Please click here to enlarge.

I packed my little painting kit in my backpack and walked the mile up to El Cerrito Plaza after lunch to sketch at the Saturday farmers market. It was a rare sunny, warm day in this usually foggy, windy neighborhood. Unfortunately when I arrived I learned they would be closing in only 20 minutes. That was just long enough to stand and do most of the drawing, but not to paint. Time was cut even shorter by the various people who came over to see what I was doing and wanted to chat a bit. At 1:00 I took a few photos and headed back home with a pound of Peets Coffee Special Decaf beans.

I wish I could have painted at the Plaza because I knew exactly how I wanted to do it–very quick and fresh, with a light touch. But instead, sitting at my drawing table painting from the photos, I overworked it, eventually making one grand mistake (painting the background red since everything in the fruit stand had a red glow to it from the red shade structure–that is everything except the background which was NOT UNDER the structure–and clearly obvious in the photo!)
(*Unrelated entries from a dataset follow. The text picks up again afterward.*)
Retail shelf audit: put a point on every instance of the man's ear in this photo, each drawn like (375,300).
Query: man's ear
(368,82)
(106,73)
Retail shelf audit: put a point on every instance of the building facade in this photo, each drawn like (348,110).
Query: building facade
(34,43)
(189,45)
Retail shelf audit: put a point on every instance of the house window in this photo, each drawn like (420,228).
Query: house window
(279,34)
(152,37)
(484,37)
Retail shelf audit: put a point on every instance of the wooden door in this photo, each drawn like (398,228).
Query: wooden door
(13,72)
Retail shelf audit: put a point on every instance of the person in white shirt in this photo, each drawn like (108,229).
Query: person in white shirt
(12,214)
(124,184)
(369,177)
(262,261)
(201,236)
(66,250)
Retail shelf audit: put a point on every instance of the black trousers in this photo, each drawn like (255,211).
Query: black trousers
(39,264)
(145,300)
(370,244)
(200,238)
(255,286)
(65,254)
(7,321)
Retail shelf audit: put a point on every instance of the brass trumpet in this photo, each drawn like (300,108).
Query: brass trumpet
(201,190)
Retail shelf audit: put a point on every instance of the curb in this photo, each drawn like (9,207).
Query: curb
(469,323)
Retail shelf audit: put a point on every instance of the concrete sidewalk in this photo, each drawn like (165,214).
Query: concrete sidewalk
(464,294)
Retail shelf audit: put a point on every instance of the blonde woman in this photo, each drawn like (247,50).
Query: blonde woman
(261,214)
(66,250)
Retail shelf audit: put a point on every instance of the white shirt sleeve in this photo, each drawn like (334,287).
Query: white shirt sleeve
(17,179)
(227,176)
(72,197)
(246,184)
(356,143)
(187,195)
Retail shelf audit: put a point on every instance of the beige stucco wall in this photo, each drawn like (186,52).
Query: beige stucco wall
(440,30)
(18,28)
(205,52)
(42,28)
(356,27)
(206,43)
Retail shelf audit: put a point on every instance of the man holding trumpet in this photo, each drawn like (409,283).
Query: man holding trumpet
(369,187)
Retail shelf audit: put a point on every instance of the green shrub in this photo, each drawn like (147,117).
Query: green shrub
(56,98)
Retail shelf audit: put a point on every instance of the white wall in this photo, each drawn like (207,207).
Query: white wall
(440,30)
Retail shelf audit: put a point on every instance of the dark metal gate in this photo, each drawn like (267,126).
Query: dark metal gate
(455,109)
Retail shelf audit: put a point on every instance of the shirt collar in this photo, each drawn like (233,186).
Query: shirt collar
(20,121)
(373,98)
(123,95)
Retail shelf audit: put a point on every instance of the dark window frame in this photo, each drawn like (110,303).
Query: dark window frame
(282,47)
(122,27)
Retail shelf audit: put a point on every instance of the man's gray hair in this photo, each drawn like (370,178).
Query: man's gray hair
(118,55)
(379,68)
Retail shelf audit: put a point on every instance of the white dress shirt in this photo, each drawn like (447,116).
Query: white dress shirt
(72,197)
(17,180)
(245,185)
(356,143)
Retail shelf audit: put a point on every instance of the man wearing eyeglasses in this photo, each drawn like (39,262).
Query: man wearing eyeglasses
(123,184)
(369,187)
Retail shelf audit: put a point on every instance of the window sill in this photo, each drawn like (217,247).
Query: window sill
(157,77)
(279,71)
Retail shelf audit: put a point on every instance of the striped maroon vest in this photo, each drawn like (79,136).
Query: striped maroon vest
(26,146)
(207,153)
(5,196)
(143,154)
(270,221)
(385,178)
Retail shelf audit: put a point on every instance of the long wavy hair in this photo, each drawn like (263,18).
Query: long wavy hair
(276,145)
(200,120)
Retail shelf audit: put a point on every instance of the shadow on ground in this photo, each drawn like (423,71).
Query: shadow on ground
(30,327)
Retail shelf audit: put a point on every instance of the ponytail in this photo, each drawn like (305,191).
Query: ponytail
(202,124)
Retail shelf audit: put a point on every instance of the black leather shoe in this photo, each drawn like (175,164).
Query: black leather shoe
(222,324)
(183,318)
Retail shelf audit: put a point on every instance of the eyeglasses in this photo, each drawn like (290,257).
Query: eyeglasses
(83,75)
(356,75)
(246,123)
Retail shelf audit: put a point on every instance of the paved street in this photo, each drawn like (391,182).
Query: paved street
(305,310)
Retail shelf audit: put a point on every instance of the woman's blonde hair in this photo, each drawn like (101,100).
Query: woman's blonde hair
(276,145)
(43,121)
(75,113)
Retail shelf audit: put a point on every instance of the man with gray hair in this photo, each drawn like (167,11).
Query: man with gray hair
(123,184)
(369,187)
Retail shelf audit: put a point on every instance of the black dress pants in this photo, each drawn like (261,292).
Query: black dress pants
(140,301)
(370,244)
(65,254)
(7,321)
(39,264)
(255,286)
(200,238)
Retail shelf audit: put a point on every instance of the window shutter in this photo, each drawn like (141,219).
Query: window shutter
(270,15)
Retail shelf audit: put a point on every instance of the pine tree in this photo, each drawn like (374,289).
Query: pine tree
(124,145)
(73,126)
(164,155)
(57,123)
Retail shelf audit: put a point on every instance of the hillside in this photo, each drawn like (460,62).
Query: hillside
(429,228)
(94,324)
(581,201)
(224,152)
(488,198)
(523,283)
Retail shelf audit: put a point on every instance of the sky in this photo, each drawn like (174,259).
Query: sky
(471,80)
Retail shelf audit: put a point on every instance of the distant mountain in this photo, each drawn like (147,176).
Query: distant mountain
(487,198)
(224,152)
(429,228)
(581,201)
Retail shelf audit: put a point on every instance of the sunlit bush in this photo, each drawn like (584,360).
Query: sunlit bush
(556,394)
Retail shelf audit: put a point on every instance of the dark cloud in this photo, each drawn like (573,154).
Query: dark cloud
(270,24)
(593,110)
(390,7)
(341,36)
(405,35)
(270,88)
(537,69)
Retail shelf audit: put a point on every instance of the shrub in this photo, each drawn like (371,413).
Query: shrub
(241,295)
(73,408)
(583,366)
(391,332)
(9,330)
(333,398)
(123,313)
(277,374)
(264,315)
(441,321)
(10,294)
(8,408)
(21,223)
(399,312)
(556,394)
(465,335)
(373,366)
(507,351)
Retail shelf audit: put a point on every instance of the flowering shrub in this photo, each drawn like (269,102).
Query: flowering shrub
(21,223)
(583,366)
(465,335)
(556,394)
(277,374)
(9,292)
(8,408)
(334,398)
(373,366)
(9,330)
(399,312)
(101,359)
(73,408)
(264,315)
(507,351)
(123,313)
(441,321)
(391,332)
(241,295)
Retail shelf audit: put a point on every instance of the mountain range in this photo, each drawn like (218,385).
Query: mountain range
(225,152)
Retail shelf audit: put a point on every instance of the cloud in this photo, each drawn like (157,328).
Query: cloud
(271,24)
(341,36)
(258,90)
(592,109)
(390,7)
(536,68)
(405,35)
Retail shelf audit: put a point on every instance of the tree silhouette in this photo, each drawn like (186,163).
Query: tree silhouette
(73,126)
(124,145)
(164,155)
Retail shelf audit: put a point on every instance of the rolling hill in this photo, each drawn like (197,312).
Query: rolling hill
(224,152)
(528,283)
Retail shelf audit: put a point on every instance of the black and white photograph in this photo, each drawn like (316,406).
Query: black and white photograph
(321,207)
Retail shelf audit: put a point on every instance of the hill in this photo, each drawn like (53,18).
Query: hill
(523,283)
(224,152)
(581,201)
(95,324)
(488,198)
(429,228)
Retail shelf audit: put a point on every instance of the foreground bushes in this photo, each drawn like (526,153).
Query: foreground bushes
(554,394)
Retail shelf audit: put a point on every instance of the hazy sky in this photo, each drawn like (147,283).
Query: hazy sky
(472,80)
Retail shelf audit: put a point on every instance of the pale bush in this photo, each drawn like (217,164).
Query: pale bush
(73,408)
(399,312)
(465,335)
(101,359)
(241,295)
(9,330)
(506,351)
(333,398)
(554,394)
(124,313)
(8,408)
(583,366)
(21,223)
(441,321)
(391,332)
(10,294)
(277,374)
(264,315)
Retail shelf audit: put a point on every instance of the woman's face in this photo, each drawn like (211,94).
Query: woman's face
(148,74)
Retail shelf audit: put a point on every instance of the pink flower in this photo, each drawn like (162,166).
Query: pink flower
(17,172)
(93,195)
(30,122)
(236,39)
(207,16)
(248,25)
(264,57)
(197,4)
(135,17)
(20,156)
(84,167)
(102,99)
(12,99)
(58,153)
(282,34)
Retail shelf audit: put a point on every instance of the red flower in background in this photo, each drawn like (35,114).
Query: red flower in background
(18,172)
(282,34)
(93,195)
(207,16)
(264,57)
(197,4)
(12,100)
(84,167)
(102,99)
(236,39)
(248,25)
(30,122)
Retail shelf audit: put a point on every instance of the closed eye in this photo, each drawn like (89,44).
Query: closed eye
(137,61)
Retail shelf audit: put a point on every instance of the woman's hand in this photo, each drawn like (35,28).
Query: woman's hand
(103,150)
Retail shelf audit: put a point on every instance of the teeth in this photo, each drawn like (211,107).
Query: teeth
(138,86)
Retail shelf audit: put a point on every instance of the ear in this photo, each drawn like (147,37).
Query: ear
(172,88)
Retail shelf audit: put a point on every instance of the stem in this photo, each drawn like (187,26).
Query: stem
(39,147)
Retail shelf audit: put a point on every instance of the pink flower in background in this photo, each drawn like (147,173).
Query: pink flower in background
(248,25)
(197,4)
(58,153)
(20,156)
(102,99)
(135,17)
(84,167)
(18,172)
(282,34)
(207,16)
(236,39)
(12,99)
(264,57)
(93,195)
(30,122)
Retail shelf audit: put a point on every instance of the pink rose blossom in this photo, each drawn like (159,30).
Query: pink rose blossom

The red background looked awful, which gave me the chance to try out my bottle of Aquacover, which is like liquid paper but designed to work with and match different brands of watercolor paper. Supposedly you can use it to reclaim white areas in a watercolor painting without it being noticeable AND you can paint back over them. I used it to hide the red background and then, before it was quite dry, painted some green on top of it, which sort of blended in a bit instead of sitting on top. I think if I’d waited until it was dry, and had used it a little more thickly (I diluted it) it might just have worked better. I can tell that it would definitely work well for small areas without any problem. The Arches Bright White Aquacover matches the Moleskine watercolor notebook well.

Ink, watercolor and Creative Mark Aquacover in “Arches Bright White” in large watercolor Moleskine notebook.